The `edit()` function provides a basic tool for editing data interactively.
Editing data using the `edit()` function is typically a three stage process:
1. Create a new object containing only the data that requires editing.
2. Use the `edit()` function to edit data in the new object closing the data editor window when you are finished.
3. Replace the old records with the edited records.
We will try this using a separate copy of the example data:
```{r, echo = TRUE, eval = FALSE}
x <- rl.ex01
records2update <- x[outliersUV(x$muac, fence = 3), ]
records2update <- edit(records2update)
x[row.names(records2update), ] <- records2update
```
We can check that the edits have been made using:
```{r, echo = FALSE, eval = TRUE}
x <- rl.ex01
records2update <- x[outliersUV(x$muac, fence = 3), ]
#records2update <- edit(records2update)
x[row.names(records2update), ] <- records2update
```
```{r, echo = TRUE, eval = FALSE}
x[outliersUV(x$muac, fence = 3), ]
```
If you have fixed the problems in the data this should return:
```{r, echo = FALSE, eval = TRUE}
x[outliersUV(x$muac, fence = 3), ]
```
The `edit()` function works differently on different operating systems and with different graphical user interfaces.
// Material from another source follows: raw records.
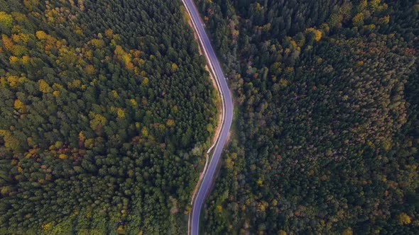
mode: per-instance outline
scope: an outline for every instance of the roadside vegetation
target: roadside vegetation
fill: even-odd
[[[197,3],[239,109],[206,232],[418,234],[419,3]]]
[[[186,233],[217,93],[180,5],[0,0],[0,234]]]

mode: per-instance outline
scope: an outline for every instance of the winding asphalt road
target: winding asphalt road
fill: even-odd
[[[219,135],[218,136],[215,149],[214,149],[210,165],[208,166],[208,168],[205,173],[201,183],[201,186],[198,190],[197,194],[196,195],[193,204],[192,222],[190,224],[191,234],[198,235],[201,208],[202,207],[205,197],[208,194],[210,187],[214,180],[215,169],[217,168],[217,165],[219,160],[219,157],[222,152],[226,140],[227,139],[230,127],[232,126],[232,121],[233,120],[233,102],[232,101],[230,90],[229,90],[229,86],[226,82],[226,78],[224,77],[222,70],[221,69],[219,62],[218,62],[218,59],[217,59],[217,55],[214,52],[214,49],[211,45],[211,42],[210,41],[210,39],[207,35],[207,33],[204,29],[202,21],[200,14],[198,13],[196,6],[193,3],[193,1],[183,1],[183,4],[186,7],[187,12],[190,16],[194,28],[198,35],[200,43],[204,50],[204,52],[205,57],[207,57],[208,64],[210,64],[211,71],[216,78],[218,89],[221,93],[223,105],[223,122],[222,124],[221,130],[219,132]]]

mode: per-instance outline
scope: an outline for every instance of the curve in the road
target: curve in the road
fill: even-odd
[[[211,71],[214,74],[217,80],[218,89],[222,96],[223,106],[223,122],[219,132],[219,135],[217,140],[217,144],[214,149],[212,157],[211,158],[210,165],[204,178],[201,183],[201,186],[194,200],[193,208],[192,211],[192,222],[190,222],[190,231],[192,235],[198,235],[200,229],[200,216],[201,208],[204,204],[205,197],[210,190],[210,187],[214,180],[215,169],[218,164],[222,149],[227,139],[229,131],[232,126],[233,120],[233,102],[230,90],[227,86],[226,78],[219,65],[215,52],[211,45],[210,38],[203,27],[203,23],[198,13],[196,6],[192,0],[182,0],[187,13],[190,16],[194,29],[198,35],[200,43],[204,50],[205,57],[208,61]],[[189,228],[188,228],[189,229]]]

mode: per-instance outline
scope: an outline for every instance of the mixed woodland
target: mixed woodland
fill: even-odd
[[[206,234],[419,234],[419,1],[196,2],[237,108]]]
[[[217,93],[180,1],[0,0],[0,234],[185,234]]]

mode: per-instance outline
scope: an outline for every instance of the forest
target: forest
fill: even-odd
[[[238,107],[205,234],[419,234],[419,1],[196,3]]]
[[[217,93],[180,1],[0,0],[0,234],[185,234]]]

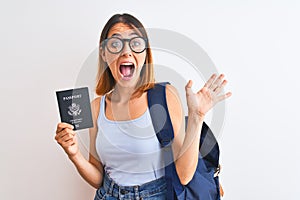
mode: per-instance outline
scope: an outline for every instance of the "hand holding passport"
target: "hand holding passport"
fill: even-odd
[[[61,122],[74,130],[93,127],[89,91],[87,87],[56,92]]]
If you are using *RStudio* or *RAnalyticFlow* on OS X you will need to install *XQuartz* if you want to use the `edit()` function. *XQuartz* is available from:
[https://www.xquartz.org/index.html](https://www.xquartz.org/index.html)
## Checking categorical variables
We can use the **table()** function to examine the codes used in categorical variables. For example:
```{r, echo = TRUE, eval = FALSE}
table(svy$sex)
```
returns:
```{r, echo = FALSE, eval = TRUE}
table(svy$sex)
```
The intention was that the **sex** variable was coded using 1 for male and 2 for female but in a small number of records the codes **M** for male and **F** for female have been used. A mixed coding scheme like this will complicate data-management and data-analysis. Data in the sex variable should be edited to ensure that consistent coding is used:
```{r, echo = TRUE, eval = TRUE}
svy$sex[svy$sex == "M"] <- 1
svy$sex[svy$sex == "F"] <- 2
```
You may find that a few records contain meaningless codes. The code **3** in the example dataset has, very probably, no meaning and is likely to be a simple data entry error. This record should be checked and corrected, if possible. If the record cannot be corrected then the **sex** variable should be set to missing:
```{r, echo = TRUE, eval = TRUE}
svy$sex[svy$sex == 3] <- NA
```
Legal value checks should be repeated after editing to ensure that problems have been fixed:
```{r, echo = TRUE, eval = FALSE}
table(svy$sex)
```
now returns:
```{r, echo = FALSE, eval = TRUE}
table(svy$sex)
```
The table contains cells for the values **M**, **F**, and **3** because *R* imported the variable as a categorical or "factor" variable:
```{r, echo = TRUE, eval = FALSE}
str(svy)
```
returns:
```{r, echo = FALSE, eval = TRUE}
str(svy)
```
We can fix this by redefining the levels of the sex variable:
```{r, echo = TRUE, eval = TRUE}
levels(svy$sex) <- c("1", "2", NA, NA, NA)
table(svy$sex)
```
## Saving changes
We have edited some data.
We usually want to save changes.
It is simple to save a dataset in a comma-separated-value (CSV) text file using the `write.table()` function:
```{r, echo = TRUE, eval = FALSE}
write.table(x = svy, file = "rl.ex01.clean.csv", sep = ",", quote = FALSE,
row.names = FALSE, fileEncoding = "ASCII")
```
*R* can work with a variety of files format but it is usually simplest to work with simple text files.